It's a stirring story that manages to speak of hope in the face of artifice for personal and political gain. Such is the stuff of seeking freedom anywhere on the planet, and certainly reason enough to have, and grow, faith.
I related to her people for many reasons, most having little to do with geography. Sweet wants to do right, human right, even Christian right, but gets confused and overwhelmed, unable to control outcomes, however valiantly she keeps trying to, as one problem piles on another. Sweet's feelings swirl, but 10-year-old Dustin's are intense, focused on one serious concern at a time.
I had difficulty getting much else done, because I didn't want to stop reading. I expected the spiritual depth to unfold with clarity (I've read Askew before), but - not that the book would be the page-turner, the thriller that this is.

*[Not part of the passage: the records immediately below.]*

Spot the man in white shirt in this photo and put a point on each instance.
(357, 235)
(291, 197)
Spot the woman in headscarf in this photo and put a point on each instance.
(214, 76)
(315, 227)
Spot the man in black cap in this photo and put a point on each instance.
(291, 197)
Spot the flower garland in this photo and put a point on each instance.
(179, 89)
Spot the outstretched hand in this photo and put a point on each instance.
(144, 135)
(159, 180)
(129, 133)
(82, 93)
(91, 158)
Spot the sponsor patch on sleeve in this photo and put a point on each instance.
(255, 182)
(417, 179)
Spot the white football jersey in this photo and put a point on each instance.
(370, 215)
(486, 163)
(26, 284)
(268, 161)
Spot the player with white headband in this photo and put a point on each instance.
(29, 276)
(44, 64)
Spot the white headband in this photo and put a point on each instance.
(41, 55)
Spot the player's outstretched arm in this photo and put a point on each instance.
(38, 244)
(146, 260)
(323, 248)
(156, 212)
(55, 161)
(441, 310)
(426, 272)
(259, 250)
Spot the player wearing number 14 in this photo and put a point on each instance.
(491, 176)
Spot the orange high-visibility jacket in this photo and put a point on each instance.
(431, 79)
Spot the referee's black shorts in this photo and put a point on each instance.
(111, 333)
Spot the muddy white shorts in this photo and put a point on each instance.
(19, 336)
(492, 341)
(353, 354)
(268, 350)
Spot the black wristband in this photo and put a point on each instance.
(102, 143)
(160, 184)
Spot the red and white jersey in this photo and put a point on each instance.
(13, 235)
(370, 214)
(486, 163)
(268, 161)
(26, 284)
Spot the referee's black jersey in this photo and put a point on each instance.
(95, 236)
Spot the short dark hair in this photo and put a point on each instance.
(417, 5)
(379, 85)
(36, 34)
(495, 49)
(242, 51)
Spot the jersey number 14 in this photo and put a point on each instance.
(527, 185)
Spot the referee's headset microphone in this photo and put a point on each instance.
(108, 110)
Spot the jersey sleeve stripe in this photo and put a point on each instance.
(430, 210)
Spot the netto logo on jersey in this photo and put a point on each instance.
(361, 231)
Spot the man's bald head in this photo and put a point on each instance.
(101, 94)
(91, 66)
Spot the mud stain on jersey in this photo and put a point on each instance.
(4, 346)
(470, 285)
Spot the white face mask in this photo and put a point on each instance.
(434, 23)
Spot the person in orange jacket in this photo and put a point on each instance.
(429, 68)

Yet there is a warm humor as well, with the fat, media-hungry sheriff Holloway (Sweet knows him from high school) and the vain, power-hungry legislator Monica Moorehouse (NOT an Oklahoman, she shudders! And her Charlie, oh my!).
Plus there is sweetness in Luis, and firmness with Bob Brown (Sweet's Daddy), Pastor Oren (who knows his Bible) and even Juanito.
This is not a book that pushes an issue - unless that be pro-humanity, human complexity, and how - things can get out of hand for practically everybody. I loved it.